6. Pubertal development
The mechanisms that link AP and pubertal development or sex hormones have not been investigated, although they are expected to mimic the effects of EDCs. These effects could be caused by several mechanisms that impact puberty either peripherally or centrally; the agents could act as agonists of estrogen receptors or antagonists of androgen receptors and as obesogens, which alter the metabolic and peripheral hormones and can affect genes or the hypothalamic-pituitary-gonad axis [99].
Conclusion
Human studies provide considerable evidence of short-and long-term exposures to ambient APs, such as PM, NO2, and NOx, which affect the endocrine system and contribute to the development of childhood T1DM, obesity, and insulin resistance, although conflicting results have been reported. However, there is little evidence on the effect on thyroid function on onset of puberty. Altered immune response, oxidative stress, neuroinflammation, inadequate placental development, and epigenetic modulation are some of the underlying factors that have been identified and investigated. However, it is difficult to demonstrate causality because results from human studies are heterogeneous due to different study designs, timing and degree of exposure, methodology of exposure, and outcome measurements. Additionally, ambient APs are composed of various microscopic solids or liquid droplets and EDCs, and the extent to which airborne EDCs contribute to the overall burden on the human body is unknown.
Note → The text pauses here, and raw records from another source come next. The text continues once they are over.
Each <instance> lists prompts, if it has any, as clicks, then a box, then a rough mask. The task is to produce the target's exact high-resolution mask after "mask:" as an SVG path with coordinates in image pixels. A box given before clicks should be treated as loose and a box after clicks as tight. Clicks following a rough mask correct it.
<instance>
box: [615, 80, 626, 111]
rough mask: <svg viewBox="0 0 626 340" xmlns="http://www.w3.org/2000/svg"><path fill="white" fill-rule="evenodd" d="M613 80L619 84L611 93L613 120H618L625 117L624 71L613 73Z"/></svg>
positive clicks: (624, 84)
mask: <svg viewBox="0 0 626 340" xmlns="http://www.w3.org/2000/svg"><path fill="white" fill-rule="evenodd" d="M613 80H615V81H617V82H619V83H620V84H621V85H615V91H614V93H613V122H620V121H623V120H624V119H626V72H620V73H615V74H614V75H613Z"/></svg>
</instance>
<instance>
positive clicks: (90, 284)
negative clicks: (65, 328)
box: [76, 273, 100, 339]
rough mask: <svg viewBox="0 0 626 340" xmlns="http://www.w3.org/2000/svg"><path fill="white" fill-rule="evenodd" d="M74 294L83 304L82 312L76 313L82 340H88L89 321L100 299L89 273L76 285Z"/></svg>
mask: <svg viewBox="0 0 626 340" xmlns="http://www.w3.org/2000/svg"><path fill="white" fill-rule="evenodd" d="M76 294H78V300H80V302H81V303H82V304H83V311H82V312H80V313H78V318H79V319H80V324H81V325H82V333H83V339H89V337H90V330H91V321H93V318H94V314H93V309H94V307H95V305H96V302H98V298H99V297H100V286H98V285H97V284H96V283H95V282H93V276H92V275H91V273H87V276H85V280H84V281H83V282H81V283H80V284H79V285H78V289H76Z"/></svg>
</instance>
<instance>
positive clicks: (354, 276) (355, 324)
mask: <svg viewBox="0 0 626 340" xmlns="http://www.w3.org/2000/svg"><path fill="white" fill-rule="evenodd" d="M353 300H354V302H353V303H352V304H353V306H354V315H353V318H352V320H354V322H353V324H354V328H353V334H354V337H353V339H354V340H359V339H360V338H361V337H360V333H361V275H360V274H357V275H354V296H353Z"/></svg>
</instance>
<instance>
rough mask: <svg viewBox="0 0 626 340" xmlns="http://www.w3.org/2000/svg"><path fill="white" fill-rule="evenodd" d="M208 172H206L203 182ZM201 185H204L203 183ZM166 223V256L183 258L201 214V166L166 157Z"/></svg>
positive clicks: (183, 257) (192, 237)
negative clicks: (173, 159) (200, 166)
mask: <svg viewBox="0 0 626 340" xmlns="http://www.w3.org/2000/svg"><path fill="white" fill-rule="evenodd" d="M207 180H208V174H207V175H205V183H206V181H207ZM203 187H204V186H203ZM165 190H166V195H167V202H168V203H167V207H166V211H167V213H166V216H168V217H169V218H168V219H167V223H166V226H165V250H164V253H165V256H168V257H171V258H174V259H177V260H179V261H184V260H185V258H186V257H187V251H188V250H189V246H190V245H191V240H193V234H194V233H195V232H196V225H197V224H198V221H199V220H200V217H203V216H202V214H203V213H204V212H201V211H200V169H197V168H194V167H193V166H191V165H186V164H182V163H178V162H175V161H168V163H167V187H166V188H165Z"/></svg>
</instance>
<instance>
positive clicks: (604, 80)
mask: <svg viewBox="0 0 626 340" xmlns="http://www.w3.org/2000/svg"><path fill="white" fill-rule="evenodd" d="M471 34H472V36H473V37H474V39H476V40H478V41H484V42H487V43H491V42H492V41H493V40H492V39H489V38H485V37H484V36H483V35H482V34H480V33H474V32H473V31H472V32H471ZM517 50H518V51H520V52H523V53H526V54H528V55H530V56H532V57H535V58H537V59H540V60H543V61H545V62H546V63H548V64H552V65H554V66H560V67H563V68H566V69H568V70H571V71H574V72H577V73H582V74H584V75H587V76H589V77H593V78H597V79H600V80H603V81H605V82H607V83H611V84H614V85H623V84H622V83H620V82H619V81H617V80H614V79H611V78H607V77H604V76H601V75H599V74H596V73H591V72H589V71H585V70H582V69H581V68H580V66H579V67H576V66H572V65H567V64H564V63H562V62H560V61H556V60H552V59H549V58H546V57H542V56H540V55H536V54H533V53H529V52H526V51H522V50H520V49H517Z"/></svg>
To further understand the mechanisms that link AP and the risk of endocrine disorders in children, future studies should consider the multipollutant nature of the mixture and the varying chemical composition, which could lead to different toxicities according to sex or susceptible window. Studies on additional outcomes such as changes in metabolomics and the microbiome in the intestine and central nervous system are needed to evaluate the biological pathway. Future research can help prevent environmental toxicity and improve treatment approaches for endocrine disorders.
Footnotes
Conflicts of interest
No potential conflict of interest relevant to this article was reported.